Figure 5 Construction and application of organoid models in precancerous lesions of gastric cancer research. Organoids can be derived from patient tissues, pluripotent stem cells, or gastric tissues of genetically engineered mice: (1) Patient-derived organoids preserve key histological and molecular features of intestinal metaplasia (IM), dysplasia, and early gastric cancer, enabling personalized modeling of disease progression; (2) Pluripotent stem cell-derived organoids recapitulate gastric development and can be genetically modified to simulate metaplastic transitions (e.g., caudal-related homeobox transcription factor 2-driven IM); and (3) Mouse-derived organoids, including those from models like Mist1-Kras and leucine-rich repeat-containing G protein-coupled receptor 5-p53^-/^-, facilitate studies of genetic alterations in spasmolytic polypeptide-expressing metaplasia, IM, and dysplasia. Co-culture systems with immune cells or Helicobacter pylori further allow mechanistic investigations into inflammation, epithelial remodeling, and host-pathogen dynamics. These platforms provide versatile tools for in vitro modeling of the Correa cascade. PLGC: Precancerous lesions of gastric cancer; IM: Intestinal metaplasia; PSC: Pluripotent stem cell; Dys: Dysplasia.

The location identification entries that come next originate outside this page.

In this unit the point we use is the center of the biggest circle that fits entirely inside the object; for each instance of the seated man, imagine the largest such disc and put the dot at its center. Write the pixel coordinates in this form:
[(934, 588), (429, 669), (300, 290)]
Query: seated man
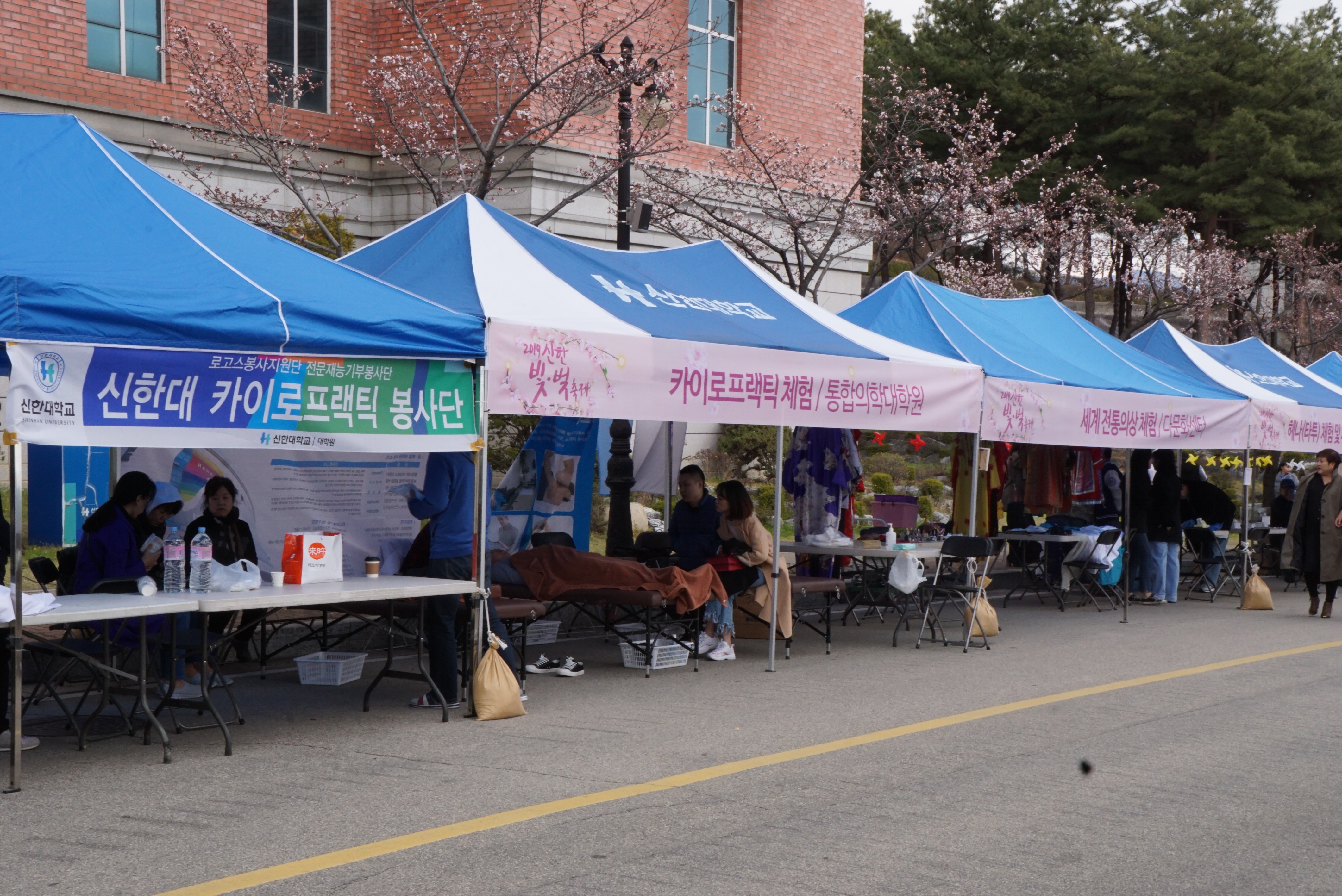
[(694, 522)]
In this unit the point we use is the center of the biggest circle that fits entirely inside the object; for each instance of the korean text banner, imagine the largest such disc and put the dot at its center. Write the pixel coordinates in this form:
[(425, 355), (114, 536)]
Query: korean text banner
[(62, 395), (548, 489), (1051, 415), (571, 373)]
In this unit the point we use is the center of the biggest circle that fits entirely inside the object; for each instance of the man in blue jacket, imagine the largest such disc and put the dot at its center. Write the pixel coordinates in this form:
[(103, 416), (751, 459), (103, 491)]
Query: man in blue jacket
[(694, 522), (449, 505)]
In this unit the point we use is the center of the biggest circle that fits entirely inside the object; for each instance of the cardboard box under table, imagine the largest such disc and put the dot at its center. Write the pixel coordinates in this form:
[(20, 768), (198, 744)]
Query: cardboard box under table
[(270, 597)]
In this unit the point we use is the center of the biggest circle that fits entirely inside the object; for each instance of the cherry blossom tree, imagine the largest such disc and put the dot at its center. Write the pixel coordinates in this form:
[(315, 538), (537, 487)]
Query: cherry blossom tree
[(229, 92), (477, 89)]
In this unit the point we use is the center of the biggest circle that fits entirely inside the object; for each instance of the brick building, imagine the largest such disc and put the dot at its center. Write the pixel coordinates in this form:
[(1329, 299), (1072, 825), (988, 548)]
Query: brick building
[(98, 59)]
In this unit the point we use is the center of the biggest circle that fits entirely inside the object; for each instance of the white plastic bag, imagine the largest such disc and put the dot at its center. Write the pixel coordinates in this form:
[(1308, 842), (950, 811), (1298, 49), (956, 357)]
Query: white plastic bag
[(242, 576), (906, 573)]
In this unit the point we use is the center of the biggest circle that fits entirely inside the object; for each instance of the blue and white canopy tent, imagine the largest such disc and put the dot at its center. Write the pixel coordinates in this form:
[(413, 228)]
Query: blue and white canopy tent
[(692, 334), (140, 316), (1051, 376), (1293, 408)]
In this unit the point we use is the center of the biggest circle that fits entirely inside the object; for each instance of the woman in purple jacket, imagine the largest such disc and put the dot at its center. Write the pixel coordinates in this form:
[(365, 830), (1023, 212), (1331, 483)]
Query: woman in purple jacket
[(110, 546)]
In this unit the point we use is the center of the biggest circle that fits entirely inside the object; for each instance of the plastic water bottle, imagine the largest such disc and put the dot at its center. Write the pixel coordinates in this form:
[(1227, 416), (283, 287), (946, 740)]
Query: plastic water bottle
[(202, 552), (175, 563)]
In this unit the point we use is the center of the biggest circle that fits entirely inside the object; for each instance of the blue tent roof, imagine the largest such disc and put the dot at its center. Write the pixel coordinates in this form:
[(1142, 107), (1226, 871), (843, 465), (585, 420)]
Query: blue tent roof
[(96, 247), (1250, 367), (1034, 340), (1329, 367), (701, 293)]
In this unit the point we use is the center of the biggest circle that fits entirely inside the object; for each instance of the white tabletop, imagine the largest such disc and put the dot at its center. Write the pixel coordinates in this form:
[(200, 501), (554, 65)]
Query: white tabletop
[(384, 588), (91, 608), (921, 551), (1041, 537)]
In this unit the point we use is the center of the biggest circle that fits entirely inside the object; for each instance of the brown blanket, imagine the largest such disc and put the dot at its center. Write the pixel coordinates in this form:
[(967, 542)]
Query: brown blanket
[(551, 570)]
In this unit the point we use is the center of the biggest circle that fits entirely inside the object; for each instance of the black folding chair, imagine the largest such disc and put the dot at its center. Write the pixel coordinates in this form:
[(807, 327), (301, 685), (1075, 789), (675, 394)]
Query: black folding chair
[(1086, 576), (963, 588)]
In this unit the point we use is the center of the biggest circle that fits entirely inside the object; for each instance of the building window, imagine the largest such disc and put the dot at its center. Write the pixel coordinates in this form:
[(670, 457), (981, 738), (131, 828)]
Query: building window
[(124, 37), (713, 57), (297, 35)]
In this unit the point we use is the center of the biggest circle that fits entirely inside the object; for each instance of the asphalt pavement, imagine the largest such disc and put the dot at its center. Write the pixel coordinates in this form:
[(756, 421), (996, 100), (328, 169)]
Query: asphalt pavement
[(1216, 782)]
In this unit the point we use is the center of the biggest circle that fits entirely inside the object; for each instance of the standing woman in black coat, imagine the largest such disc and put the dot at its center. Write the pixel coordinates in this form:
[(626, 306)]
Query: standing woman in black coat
[(1164, 528)]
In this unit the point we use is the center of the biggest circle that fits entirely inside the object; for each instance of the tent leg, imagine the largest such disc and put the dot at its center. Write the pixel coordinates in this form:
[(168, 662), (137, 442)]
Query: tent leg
[(974, 489), (17, 627), (778, 540)]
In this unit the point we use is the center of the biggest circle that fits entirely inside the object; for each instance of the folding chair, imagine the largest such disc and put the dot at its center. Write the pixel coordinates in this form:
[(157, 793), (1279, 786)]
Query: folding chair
[(1086, 575), (964, 555)]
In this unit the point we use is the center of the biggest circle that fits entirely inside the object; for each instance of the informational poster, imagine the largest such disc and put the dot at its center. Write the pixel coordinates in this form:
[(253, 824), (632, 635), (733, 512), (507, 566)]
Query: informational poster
[(282, 493), (66, 395), (548, 489)]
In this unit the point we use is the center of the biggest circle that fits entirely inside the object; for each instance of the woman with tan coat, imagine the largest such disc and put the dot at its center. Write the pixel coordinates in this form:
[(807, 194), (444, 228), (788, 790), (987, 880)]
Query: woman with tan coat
[(747, 540), (1314, 536)]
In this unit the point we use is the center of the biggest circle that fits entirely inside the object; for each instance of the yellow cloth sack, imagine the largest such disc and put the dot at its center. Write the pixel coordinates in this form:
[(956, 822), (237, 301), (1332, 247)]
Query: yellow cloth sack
[(494, 687), (1258, 596), (986, 622)]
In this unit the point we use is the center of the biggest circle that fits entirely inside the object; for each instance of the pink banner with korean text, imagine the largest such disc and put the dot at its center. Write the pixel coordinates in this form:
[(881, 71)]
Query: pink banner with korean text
[(1054, 415), (544, 371), (1293, 427)]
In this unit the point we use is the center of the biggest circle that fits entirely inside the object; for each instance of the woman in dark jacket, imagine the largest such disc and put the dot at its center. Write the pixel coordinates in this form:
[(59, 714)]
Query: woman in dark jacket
[(231, 541), (1164, 528), (1314, 542)]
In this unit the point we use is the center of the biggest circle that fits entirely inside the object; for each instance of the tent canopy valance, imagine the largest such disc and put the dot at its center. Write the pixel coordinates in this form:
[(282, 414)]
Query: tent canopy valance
[(140, 316), (1054, 377), (1292, 408), (690, 334)]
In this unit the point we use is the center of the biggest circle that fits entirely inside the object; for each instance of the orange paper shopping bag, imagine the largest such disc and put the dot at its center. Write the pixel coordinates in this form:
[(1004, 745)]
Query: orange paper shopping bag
[(313, 557)]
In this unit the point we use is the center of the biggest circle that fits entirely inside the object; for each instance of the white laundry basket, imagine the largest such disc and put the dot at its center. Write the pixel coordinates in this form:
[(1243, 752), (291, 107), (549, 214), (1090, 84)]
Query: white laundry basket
[(331, 667)]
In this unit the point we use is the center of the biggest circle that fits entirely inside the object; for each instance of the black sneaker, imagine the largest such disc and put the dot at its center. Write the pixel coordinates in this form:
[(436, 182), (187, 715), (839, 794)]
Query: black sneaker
[(571, 669), (544, 664), (430, 702)]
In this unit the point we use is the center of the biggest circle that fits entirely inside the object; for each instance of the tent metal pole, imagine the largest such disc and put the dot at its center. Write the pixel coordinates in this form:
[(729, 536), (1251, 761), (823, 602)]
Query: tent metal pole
[(482, 526), (672, 477), (17, 627), (1245, 526), (778, 540), (974, 489), (1128, 529)]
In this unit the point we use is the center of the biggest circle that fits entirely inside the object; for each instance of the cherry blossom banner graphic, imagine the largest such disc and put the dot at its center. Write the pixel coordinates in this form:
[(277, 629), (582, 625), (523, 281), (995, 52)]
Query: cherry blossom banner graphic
[(544, 371), (62, 395), (1051, 415)]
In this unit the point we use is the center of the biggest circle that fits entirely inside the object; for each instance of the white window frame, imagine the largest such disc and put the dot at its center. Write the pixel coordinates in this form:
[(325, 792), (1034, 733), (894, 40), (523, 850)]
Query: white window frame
[(711, 34), (121, 34), (294, 57)]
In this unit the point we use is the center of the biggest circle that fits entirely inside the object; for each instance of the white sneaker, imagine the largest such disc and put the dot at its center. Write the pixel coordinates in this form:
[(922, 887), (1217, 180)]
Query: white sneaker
[(7, 737), (723, 652)]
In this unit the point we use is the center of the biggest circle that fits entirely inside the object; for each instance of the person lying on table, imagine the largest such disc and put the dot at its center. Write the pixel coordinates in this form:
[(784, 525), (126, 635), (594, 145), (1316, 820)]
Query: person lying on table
[(110, 549), (694, 522), (231, 541), (745, 538), (449, 505), (163, 506)]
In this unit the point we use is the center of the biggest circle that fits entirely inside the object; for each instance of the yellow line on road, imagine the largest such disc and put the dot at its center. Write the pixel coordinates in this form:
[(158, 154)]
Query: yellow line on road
[(515, 816)]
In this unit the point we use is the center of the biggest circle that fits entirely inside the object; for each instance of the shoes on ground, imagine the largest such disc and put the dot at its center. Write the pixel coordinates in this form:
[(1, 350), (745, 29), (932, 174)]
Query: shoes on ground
[(571, 669), (723, 652), (430, 702), (544, 666), (7, 742)]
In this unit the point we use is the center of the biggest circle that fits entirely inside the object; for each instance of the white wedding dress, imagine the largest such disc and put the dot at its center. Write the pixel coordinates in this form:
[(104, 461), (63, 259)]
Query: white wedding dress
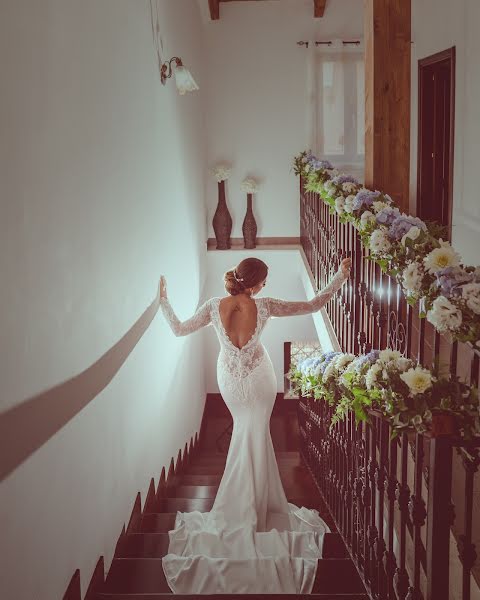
[(252, 540)]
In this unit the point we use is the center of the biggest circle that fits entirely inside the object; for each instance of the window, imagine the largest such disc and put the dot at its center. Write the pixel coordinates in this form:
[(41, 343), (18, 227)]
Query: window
[(339, 107)]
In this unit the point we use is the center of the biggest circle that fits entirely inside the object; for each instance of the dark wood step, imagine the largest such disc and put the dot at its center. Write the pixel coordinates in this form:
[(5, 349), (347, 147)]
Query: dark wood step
[(183, 504), (157, 522), (193, 491), (337, 576), (107, 596), (145, 576), (288, 467), (200, 479), (155, 545)]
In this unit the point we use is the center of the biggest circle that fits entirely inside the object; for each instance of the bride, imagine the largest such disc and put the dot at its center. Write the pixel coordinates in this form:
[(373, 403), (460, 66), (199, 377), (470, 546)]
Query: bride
[(253, 540)]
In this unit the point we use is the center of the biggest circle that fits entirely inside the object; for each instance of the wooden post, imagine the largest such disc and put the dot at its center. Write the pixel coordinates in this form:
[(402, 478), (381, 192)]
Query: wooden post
[(387, 98), (439, 518)]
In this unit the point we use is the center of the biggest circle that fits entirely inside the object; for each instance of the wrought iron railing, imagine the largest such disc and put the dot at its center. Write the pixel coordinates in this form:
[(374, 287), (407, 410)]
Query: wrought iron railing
[(393, 500)]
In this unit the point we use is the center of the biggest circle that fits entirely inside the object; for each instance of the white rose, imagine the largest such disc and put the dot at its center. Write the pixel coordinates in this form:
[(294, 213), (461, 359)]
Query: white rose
[(349, 203), (412, 278), (329, 187), (441, 258), (329, 371), (349, 187), (249, 185), (366, 218), (471, 294), (340, 205), (221, 172), (379, 241), (444, 316), (371, 375), (378, 205), (389, 355), (419, 380), (412, 234)]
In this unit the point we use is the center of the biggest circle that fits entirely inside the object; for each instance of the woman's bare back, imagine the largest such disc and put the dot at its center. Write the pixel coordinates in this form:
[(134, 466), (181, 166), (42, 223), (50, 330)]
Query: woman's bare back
[(238, 315)]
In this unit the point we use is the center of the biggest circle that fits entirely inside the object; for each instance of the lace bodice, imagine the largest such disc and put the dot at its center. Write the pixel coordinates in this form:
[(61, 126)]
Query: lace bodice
[(239, 362)]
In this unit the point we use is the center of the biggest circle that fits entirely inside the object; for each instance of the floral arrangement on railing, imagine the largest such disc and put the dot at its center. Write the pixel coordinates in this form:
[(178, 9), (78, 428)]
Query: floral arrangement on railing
[(407, 248), (410, 397)]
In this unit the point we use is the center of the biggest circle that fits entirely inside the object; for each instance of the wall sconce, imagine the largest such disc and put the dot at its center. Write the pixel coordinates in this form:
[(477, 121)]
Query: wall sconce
[(183, 78)]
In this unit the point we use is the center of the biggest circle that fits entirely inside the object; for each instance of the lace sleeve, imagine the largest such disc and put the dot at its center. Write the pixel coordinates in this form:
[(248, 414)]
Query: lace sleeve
[(285, 308), (201, 318)]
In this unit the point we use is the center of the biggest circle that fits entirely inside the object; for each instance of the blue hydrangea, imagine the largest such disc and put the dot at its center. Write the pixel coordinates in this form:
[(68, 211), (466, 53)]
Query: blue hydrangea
[(402, 225), (387, 215), (341, 179), (320, 164), (449, 280), (366, 360), (365, 198)]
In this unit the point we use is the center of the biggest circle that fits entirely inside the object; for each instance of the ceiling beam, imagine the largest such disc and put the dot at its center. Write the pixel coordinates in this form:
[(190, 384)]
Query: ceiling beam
[(214, 6), (319, 8)]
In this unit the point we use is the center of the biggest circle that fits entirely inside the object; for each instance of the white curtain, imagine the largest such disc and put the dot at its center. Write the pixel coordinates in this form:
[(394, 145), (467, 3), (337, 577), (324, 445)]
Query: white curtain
[(335, 115)]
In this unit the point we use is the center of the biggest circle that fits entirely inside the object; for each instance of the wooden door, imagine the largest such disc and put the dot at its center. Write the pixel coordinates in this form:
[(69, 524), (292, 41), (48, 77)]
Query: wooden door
[(436, 104)]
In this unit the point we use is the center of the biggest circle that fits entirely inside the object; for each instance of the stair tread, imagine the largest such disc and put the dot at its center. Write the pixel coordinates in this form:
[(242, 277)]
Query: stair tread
[(154, 596), (145, 575), (155, 545), (109, 596)]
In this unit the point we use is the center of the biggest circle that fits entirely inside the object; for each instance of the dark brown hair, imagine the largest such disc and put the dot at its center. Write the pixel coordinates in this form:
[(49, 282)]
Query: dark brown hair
[(250, 271)]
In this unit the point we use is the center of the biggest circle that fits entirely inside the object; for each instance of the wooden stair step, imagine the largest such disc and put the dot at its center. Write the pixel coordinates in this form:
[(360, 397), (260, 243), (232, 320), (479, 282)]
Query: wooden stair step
[(184, 504), (212, 468), (337, 575), (200, 479), (192, 491), (108, 596), (155, 545), (145, 576), (157, 522)]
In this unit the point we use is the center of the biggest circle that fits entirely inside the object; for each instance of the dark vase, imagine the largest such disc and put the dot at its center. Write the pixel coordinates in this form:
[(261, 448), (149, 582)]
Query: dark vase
[(222, 220), (249, 227)]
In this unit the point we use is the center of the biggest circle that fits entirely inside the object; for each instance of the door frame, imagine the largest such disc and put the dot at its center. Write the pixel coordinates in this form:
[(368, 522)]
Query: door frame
[(449, 54)]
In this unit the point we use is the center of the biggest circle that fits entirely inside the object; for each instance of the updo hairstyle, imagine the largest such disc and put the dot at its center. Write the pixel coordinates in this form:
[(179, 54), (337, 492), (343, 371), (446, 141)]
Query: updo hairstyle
[(247, 274)]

Figure 6 Integrates data from multiple studies to show approximate timeframes for the development of key stages of the Correa cascade. Model systems are grouped by primary induction method. Note that the exact timing can vary based on specific protocol, species, strain, and dose. Temporal scale: Chemical induction (N-methyl-N’-nitro-N-nitrosoguanidine/N-Nitroso-N-methylurea) offers a relatively predictable and accelerated timeline for carcinogenesis, especially in rats. Natural history: Helicobacter pylori (H. pylori) infection models, particularly in Mongolian gerbils, best recapitulate the natural, multi-stage progression of human gastric carcinogenesis but require significantly longer experiments. Acceleration: Composite models (e.g., H. pylori + N-Nitroso-N-methylurea) and genetically engineered models (e.g., insulin-gastrin mice) can dramatically accelerate the development of advanced lesions and cancer. Model selection: This visual aid helps researchers align their experimental timeframe with their chosen model. For instance, a 6-month study might be sufficient to observe metaplasia in a composite model but would only capture early-stage gastritis in a standard H. pylori infection model in mice. MNNG: N-methyl-N’-nitro-N-nitrosoguanidine; IM: Intestinal metaplasia; H. pylori: Helicobacter pylori; SPEM: Spasmolytic polypeptide-expressing metaplasia.